My basic applicable cost categories are costs of operation, as follows:

*Insurance, Income tax, Employer taxes, Fuel, Labor and Equipment Maintenance*
Materials such as deicers are bought by the ton as needed by job, not really a factor for an hourly cost to operate the business. i mention this more later.

These categories are directly related to the cost of operation on any given job and are required to complete the job legally. Other costs such as vehicle payments, equipment such as plows/spreaders etc, cell phones, computer, internet, gps tracking, etc are all INVESTMENTS in a business. Investments are costs yes. Costs of business as a whole, not costs of operation on a job. If I choose to have a cell phone, gps tracking, internet, computer etc. than that may greatly influence the profitability of my company. These are not costs that effect Mr. Jones' lot being cleared by the end of the day and he should not pay for it directly. Plows, spreaders and other equipment are an investment that I am making because it takes money to make money. Mr Jones is not purchasing my spreader, plow, etc nor is my equipment up for stockholders to buy shares of. These are investments I buy for myself to give me the ability to provide a SERVICE at a fee. In the end it is my responsibility to determine what level of profitability i need to make per job to replace my equipment down the road when it is worn out or pay for these other costs of business.
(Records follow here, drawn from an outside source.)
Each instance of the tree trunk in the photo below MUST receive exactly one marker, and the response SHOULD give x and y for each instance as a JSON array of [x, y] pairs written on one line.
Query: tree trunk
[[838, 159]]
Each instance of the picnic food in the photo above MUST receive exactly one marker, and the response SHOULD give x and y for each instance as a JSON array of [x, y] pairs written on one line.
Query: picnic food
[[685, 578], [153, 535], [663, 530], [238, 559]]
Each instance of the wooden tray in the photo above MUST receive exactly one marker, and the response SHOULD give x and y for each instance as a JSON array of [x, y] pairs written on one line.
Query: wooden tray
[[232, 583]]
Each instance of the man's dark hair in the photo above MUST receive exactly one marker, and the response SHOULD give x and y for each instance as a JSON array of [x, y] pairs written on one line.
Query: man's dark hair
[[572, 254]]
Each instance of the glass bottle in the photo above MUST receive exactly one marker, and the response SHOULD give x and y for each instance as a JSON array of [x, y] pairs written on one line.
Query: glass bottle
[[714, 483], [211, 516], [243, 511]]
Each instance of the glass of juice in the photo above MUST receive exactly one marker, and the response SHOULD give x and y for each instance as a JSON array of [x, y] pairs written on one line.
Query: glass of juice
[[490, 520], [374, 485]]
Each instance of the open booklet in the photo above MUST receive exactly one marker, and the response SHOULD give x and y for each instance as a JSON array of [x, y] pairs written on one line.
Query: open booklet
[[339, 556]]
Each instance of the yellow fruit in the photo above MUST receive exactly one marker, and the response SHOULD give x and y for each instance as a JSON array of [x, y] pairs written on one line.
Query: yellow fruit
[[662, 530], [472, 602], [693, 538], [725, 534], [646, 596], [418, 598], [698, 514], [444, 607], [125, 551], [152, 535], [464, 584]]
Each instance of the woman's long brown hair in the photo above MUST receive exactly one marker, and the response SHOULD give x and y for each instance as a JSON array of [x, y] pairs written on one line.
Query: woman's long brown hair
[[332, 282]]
Maintenance of equipment is billable in my opinion because you are losing wear and tear on your investment to the completion of getting Mr. Jones' lot done. Mr Jones compensates you for his lot wearing your equipment during service. Maintenance, however, is not replacement. Maintenance is regular service and replacement of parts that are normal wear and tear.

I am not including the following costs as part of the _basic_ cost of operation:

These include cell phone(s), Trucks/equipment themselves, plows/spreaders, computer, website fees, advertising fees, accounting fees, legal counsel fees, registration/inspection of equipment, cost of payroll processing, human resource management, bank loans, credit cards, etc.

If you include all of these costs and more then your cost figured on a bid will be astronomical and nobody will want to pay what you ask. These expenses are sometimes initial investments made for a business venture at the risk of the business owner and sometimes they are later investments made to increase profitability and growth of your company in the market. Im sure some may disagree with me, but i can operate a business without marketing/advertising, websites, cell phones, internet, payroll, etc. I am investing in the computer and internet im using to be on this site in hopes that what i learn here will increase my profitability.

On to the break down of the true (basic) costs of operation:

Insurance - If you dont have insurance you are either looking to be an amateur lowballer who will get burned long term or looking to get sued and lose your pants. Insurance is pretty straight forward. You need general liability coverage and commercial vehicle coverage to do most average commercial lots. If you go into really big stuff then you need more. Best thing to do is consult your insurance provider. For me im spending about 1,000 on general liability and 1,800 on commercial vehicle insurance. Total im paying $2,800 in insurance costs to operate my business and to complete my jobs.

Income Tax - self explanatory. Contact your accountant to have an idea how much you will pay in tax based on the amount you are looking at making this year. You should have an idea roughly how much you can make based on the amount of equipment you have and how much work that equipment can accomplish. Once you know all the costs of operation and add in a degree of profit to cover other expenses and growth, you will have a figure to tell your accountant.

Employer Taxes - Ugh... sigh. Despise these, but to be a professional you have to play by the rules and that means the government's rules. In NY you have to pay worker's comp and unemployment insurance. This will vary on the business because they give different rates for the normal tax and sibsidiary tax for unemployment insurance. These rates also fluctuate based on your specific business' history. Consult your CPA for your own figures. http://www.labor.ny.gov/ui/bpta/TAXRATECALC.shtm and http://www.labor.ny.gov/ui/employerinfo/frequently-requested-information.shtm for NY unemployment info.
In NY workers compensation info is at http://www.wcb.state.ny.us/content/main/Employers/EmployerHandbook.pdf and http://www.wcb.state.ny.us/content/main/Employers/Employers.jsp.
I dont have an established business yet and I dont have my final figures on these costs for myself because i dont know how many employees ill have. likely ill have 2 other than myself working.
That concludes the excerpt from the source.